Verizon picks LiMo Linux instead of Android

Verizon Wireless has joined the Linux Mobile Foundation, a consortium that has big names like LG, NEC, Motorola, Samsung and NTT DoCoMo as it’s members and whose goal is to develop their own Linux-based mobile platform.

The first phones based on said platform should come out by the end of 2008. Verizon on the other hand should release their first LiMo handsets “well into 2009”.

You might have expected Verizon to go with Android, but surprisingly the company found Google’s mobile Linux platform not “open enough”.
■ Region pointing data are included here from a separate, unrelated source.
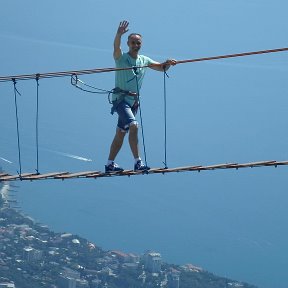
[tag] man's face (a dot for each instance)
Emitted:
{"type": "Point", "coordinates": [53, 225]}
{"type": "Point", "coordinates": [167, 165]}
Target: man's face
{"type": "Point", "coordinates": [134, 43]}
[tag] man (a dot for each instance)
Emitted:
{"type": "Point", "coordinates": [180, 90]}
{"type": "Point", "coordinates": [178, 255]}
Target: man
{"type": "Point", "coordinates": [125, 99]}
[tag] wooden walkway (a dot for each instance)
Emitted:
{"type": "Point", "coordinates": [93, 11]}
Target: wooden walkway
{"type": "Point", "coordinates": [98, 174]}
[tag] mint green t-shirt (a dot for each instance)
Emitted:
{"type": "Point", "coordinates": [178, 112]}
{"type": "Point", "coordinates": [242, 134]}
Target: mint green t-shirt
{"type": "Point", "coordinates": [126, 79]}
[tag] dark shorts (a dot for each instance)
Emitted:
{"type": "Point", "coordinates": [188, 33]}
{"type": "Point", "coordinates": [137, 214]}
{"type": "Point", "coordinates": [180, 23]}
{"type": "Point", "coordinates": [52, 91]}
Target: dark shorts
{"type": "Point", "coordinates": [126, 116]}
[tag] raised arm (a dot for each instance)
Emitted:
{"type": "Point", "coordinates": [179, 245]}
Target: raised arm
{"type": "Point", "coordinates": [122, 29]}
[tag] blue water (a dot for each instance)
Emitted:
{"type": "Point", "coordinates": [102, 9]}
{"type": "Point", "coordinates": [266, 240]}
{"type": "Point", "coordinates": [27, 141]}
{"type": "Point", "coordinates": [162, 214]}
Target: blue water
{"type": "Point", "coordinates": [235, 229]}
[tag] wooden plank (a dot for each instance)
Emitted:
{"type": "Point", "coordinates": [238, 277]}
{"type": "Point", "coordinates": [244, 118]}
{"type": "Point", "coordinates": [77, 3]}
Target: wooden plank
{"type": "Point", "coordinates": [217, 166]}
{"type": "Point", "coordinates": [3, 174]}
{"type": "Point", "coordinates": [77, 174]}
{"type": "Point", "coordinates": [281, 163]}
{"type": "Point", "coordinates": [42, 176]}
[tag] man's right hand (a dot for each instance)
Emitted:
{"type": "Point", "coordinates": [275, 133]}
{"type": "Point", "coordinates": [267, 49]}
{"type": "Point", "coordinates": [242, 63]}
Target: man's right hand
{"type": "Point", "coordinates": [122, 29]}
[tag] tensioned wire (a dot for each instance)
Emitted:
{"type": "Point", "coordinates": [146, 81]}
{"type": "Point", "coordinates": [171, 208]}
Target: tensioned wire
{"type": "Point", "coordinates": [102, 70]}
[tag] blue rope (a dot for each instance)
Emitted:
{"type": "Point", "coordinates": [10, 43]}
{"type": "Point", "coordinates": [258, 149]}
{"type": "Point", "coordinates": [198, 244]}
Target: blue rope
{"type": "Point", "coordinates": [17, 126]}
{"type": "Point", "coordinates": [37, 121]}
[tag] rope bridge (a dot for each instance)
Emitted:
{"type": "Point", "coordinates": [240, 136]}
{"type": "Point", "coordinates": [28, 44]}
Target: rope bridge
{"type": "Point", "coordinates": [98, 174]}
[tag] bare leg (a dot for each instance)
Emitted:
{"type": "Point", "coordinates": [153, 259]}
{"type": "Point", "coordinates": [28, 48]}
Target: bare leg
{"type": "Point", "coordinates": [133, 140]}
{"type": "Point", "coordinates": [116, 144]}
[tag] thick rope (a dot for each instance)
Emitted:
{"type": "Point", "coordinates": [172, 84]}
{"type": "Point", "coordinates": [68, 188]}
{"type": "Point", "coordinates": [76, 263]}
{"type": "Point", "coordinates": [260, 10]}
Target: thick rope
{"type": "Point", "coordinates": [102, 70]}
{"type": "Point", "coordinates": [17, 126]}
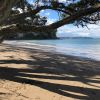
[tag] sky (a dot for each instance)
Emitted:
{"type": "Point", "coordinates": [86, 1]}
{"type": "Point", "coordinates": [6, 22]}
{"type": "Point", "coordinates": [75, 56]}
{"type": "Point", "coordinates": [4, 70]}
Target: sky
{"type": "Point", "coordinates": [71, 30]}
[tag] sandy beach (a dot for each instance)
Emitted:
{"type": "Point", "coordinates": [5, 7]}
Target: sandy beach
{"type": "Point", "coordinates": [30, 74]}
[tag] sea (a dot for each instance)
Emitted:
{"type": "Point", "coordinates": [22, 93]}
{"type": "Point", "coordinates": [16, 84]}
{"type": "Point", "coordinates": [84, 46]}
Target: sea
{"type": "Point", "coordinates": [81, 47]}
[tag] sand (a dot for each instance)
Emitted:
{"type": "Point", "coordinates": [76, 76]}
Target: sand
{"type": "Point", "coordinates": [30, 74]}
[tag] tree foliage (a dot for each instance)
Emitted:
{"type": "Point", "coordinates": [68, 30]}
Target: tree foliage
{"type": "Point", "coordinates": [77, 12]}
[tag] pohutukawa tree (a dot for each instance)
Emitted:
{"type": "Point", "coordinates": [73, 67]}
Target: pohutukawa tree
{"type": "Point", "coordinates": [78, 12]}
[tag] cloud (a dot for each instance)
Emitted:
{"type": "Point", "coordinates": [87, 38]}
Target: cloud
{"type": "Point", "coordinates": [72, 31]}
{"type": "Point", "coordinates": [51, 20]}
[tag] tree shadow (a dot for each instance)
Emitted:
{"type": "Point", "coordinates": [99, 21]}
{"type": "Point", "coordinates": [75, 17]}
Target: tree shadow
{"type": "Point", "coordinates": [55, 67]}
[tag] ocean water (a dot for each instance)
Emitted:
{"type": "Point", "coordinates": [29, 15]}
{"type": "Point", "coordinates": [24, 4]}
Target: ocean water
{"type": "Point", "coordinates": [81, 47]}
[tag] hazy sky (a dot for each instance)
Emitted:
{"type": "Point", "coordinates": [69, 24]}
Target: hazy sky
{"type": "Point", "coordinates": [70, 30]}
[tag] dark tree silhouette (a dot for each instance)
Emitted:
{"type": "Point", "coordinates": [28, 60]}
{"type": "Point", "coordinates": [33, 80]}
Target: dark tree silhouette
{"type": "Point", "coordinates": [79, 12]}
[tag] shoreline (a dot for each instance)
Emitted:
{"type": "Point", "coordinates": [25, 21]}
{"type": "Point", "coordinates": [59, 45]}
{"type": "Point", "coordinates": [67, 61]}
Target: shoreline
{"type": "Point", "coordinates": [31, 74]}
{"type": "Point", "coordinates": [50, 49]}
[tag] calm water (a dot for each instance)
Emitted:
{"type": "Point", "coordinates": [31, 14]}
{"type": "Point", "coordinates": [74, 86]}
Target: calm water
{"type": "Point", "coordinates": [83, 47]}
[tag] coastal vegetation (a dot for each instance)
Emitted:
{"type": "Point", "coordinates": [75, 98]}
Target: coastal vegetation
{"type": "Point", "coordinates": [28, 20]}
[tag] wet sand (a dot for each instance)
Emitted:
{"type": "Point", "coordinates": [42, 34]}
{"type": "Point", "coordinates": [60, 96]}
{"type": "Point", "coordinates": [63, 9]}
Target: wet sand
{"type": "Point", "coordinates": [30, 74]}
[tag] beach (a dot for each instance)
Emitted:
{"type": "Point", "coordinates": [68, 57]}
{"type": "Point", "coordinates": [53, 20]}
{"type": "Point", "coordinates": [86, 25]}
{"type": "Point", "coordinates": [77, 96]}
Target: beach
{"type": "Point", "coordinates": [33, 74]}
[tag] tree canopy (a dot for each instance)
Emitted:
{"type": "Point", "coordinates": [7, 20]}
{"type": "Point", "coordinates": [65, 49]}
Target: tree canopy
{"type": "Point", "coordinates": [77, 12]}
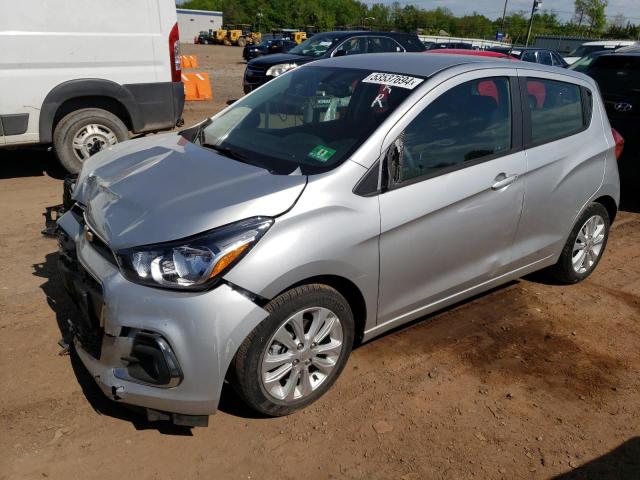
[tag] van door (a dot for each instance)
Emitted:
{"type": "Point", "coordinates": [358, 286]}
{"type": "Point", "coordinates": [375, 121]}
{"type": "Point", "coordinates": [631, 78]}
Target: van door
{"type": "Point", "coordinates": [449, 219]}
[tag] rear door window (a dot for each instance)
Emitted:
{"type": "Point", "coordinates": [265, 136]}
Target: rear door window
{"type": "Point", "coordinates": [383, 44]}
{"type": "Point", "coordinates": [354, 46]}
{"type": "Point", "coordinates": [544, 57]}
{"type": "Point", "coordinates": [557, 60]}
{"type": "Point", "coordinates": [556, 109]}
{"type": "Point", "coordinates": [470, 122]}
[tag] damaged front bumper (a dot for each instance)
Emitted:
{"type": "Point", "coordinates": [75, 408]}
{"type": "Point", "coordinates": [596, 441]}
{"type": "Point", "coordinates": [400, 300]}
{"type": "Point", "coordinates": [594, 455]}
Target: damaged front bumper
{"type": "Point", "coordinates": [164, 350]}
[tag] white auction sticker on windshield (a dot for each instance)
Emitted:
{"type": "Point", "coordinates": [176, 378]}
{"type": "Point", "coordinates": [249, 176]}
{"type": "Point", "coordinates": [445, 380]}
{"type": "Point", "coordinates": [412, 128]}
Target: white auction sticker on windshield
{"type": "Point", "coordinates": [394, 80]}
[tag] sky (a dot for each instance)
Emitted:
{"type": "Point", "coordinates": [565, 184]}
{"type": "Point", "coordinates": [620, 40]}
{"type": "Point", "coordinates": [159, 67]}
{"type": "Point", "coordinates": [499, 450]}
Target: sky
{"type": "Point", "coordinates": [493, 8]}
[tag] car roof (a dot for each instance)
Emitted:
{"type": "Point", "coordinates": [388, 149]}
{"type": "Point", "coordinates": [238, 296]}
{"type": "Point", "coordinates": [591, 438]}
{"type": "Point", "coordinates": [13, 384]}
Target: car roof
{"type": "Point", "coordinates": [357, 33]}
{"type": "Point", "coordinates": [462, 51]}
{"type": "Point", "coordinates": [422, 65]}
{"type": "Point", "coordinates": [609, 42]}
{"type": "Point", "coordinates": [621, 54]}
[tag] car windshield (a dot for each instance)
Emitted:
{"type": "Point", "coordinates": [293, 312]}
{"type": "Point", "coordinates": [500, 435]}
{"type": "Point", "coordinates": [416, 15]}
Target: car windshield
{"type": "Point", "coordinates": [315, 46]}
{"type": "Point", "coordinates": [309, 120]}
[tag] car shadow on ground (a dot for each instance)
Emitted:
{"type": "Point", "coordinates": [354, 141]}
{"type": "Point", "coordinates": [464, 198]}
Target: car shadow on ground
{"type": "Point", "coordinates": [30, 162]}
{"type": "Point", "coordinates": [622, 463]}
{"type": "Point", "coordinates": [65, 310]}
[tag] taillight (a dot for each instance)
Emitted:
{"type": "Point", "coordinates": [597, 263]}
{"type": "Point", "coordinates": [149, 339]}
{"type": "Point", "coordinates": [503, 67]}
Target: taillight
{"type": "Point", "coordinates": [174, 54]}
{"type": "Point", "coordinates": [619, 142]}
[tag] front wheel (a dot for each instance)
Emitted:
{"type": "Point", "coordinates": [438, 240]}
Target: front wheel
{"type": "Point", "coordinates": [294, 356]}
{"type": "Point", "coordinates": [585, 246]}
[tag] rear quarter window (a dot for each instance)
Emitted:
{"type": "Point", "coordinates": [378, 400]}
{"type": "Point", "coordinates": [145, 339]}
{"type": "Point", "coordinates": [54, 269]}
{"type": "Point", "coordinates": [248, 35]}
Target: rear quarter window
{"type": "Point", "coordinates": [556, 109]}
{"type": "Point", "coordinates": [617, 74]}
Here’s an official quote from Verizon as published on TheRegister:

We chose LiMo because it’s a collaborative effort. It’s not just one company runs the place. We like that. We like a collegial and collaborative effort, where there is no barrier to entry on the part of developers and, at the end of the day, there is no one entity that can say ‘OK, here’s how we were playing now. The rules are changed.

LiMo will be our preferred OS because of this openness.

The LiMo platform supports native application development, offers Java SDK and allows building of HTML & JavaScript widgets. It might be true that it gives a bit more freedom for software developers than Android (which doesn’t support native libraries, at least not officially), but the real motive of Verizon might be getting a place in the LiMo board.

While it’s true that LiMo is now the Verizon’s “OS of choice”, the company official was very clear on the fact that it’s their intention to offer smartphones with many other OSes as well, letting the customers have a choice. That means Google’s Android still has a chance with the second largest wireless carrier in US.

What’s more, Verizon has promised their customers that they will allow attaching any device to their wireless network by the end of the year – as long as it meets certain requirements. Right now only handsets sold by Verizon can be used with the company’s network. Could it be that Verizon is looking to get out of the phone selling business and leave it to the phone producers to deal with support?